At the northern end of the Cotswolds, in the gap between Ebrington Hill and Dovers Hill, the Campden Tunnel Drift consists of well-bedded sand and gravel with ‘Bunter’ pebbles and Welsh igneous rocks, and two beds of red clay with boulders, probably a till. The deposits occupy a glacial overflow channel, up to 23 m deep, caused by the ponding of the Avon and Severn valleys by the Welsh glacier farther downstream.

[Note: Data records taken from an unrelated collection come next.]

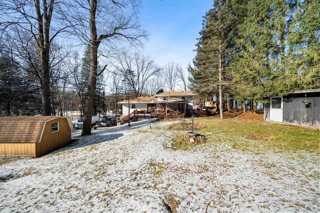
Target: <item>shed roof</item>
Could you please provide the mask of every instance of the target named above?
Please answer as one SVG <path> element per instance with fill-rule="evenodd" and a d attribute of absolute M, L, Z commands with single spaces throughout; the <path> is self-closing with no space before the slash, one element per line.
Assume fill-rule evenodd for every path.
<path fill-rule="evenodd" d="M 180 91 L 170 90 L 161 93 L 158 93 L 156 95 L 156 96 L 162 96 L 166 95 L 190 95 L 196 96 L 195 94 L 188 93 L 188 92 L 180 92 Z"/>
<path fill-rule="evenodd" d="M 0 117 L 0 143 L 39 143 L 47 121 L 57 118 L 67 119 L 71 131 L 73 128 L 69 118 L 60 116 Z"/>

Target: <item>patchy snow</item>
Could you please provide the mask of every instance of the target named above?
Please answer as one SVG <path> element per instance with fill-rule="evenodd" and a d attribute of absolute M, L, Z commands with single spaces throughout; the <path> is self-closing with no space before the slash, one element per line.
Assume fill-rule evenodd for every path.
<path fill-rule="evenodd" d="M 0 166 L 0 212 L 318 212 L 319 159 L 243 153 L 227 142 L 170 148 L 173 122 L 92 131 L 38 159 Z M 150 128 L 151 127 L 151 128 Z"/>

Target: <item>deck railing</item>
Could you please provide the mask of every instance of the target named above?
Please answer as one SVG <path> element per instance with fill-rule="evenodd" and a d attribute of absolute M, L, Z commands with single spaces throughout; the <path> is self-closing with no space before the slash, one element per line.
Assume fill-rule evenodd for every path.
<path fill-rule="evenodd" d="M 124 124 L 126 123 L 128 123 L 129 121 L 129 119 L 130 120 L 133 120 L 134 121 L 136 121 L 138 120 L 138 116 L 136 115 L 136 112 L 134 111 L 134 112 L 130 113 L 129 115 L 124 117 L 123 119 L 121 119 L 120 121 L 118 123 L 120 123 L 120 125 L 122 125 L 122 124 Z"/>

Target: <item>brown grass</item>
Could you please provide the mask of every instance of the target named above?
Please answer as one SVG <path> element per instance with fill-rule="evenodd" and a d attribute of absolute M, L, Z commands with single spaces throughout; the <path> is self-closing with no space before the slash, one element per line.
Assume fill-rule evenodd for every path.
<path fill-rule="evenodd" d="M 206 126 L 199 123 L 194 124 L 194 130 L 199 131 L 206 127 Z M 191 131 L 192 130 L 192 123 L 182 122 L 177 124 L 172 124 L 169 125 L 167 129 L 169 130 L 178 131 Z"/>
<path fill-rule="evenodd" d="M 210 137 L 212 140 L 230 142 L 232 147 L 241 150 L 258 153 L 263 153 L 266 150 L 303 150 L 319 154 L 318 130 L 242 119 L 238 116 L 224 120 L 216 116 L 197 118 L 194 122 L 206 126 L 200 133 L 204 135 L 212 133 Z M 250 141 L 243 140 L 244 138 Z"/>

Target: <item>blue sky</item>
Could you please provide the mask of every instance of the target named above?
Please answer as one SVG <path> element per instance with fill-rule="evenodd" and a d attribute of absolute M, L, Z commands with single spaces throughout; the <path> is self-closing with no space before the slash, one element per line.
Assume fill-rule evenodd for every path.
<path fill-rule="evenodd" d="M 174 61 L 186 70 L 196 54 L 202 17 L 212 3 L 212 0 L 143 0 L 140 21 L 150 36 L 140 51 L 160 66 Z"/>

Evidence in Somerset and Avon, combined with that from South Wales, for an Anglian glacier moving up the Bristol Channel has been accumulating in the last decade or so. The construction of the M5 motorway through the Court Hill Col on the Clevedon–Failand ridge led to the discovery in the bottom of the col of a buried channel, 25 m deep and filled with glacial outwash deposits and till. Drilling has since proved similar drift-filled channels in the Swiss and Tickenham valleys crossing the same ridge. South of the ridge, and rising from beneath the Flandrian alluvium of Kenn Moor, marine, brackish and freshwater interglacial sand and silt overlying red stony and gravelly till and poorly sorted cobbly outwash material were disclosed in drainage trenches and other works. AAR results indicate that whilst the bulk of the interglacial deposits are Ipswichian in age, samples of Corbicula fluminalis from fluvial deposits directly overlying the glacial deposits give a much earlier date and suggest that the latter are Anglian in age (Andrews et al., 1984[2]). Similar local occurrences of possible till have been reported beneath the Burtle Beds of the Somerset levels. In the light of these and other discoveries, the glacial overflow hypothesis of Harmer (1907)[3] for the cutting of the Bristol Avon and Trym gorges has been revived to explain why these rivers cut through hard rock barriers in apparent preference to easier ways through adjacent soft rocks.
References
Bowen, D Q, Rose, J, McCabe, A M, and Sutherland, D G. 1986. Correlation of Quaternary Glaciations in England, Ireland, Scotland and Wales. Quaternary Science Reviews, Vol. 5, 299–340.
Andrews, J T, Gilbertson, D D, and Hawkins, A B. 1984. The Pleistocene succession of the Severn Estuary: a revised model based upon amino acid racemization studies. Journal of the Geological Society of London, Vol. 141, 967–974.
Harmer, F W. 1907. On the origin of certain canon-like valleys associated with lake-like areas of depression. Quarterly Journal of the Geological Society of London, Vol. 63, 470–514.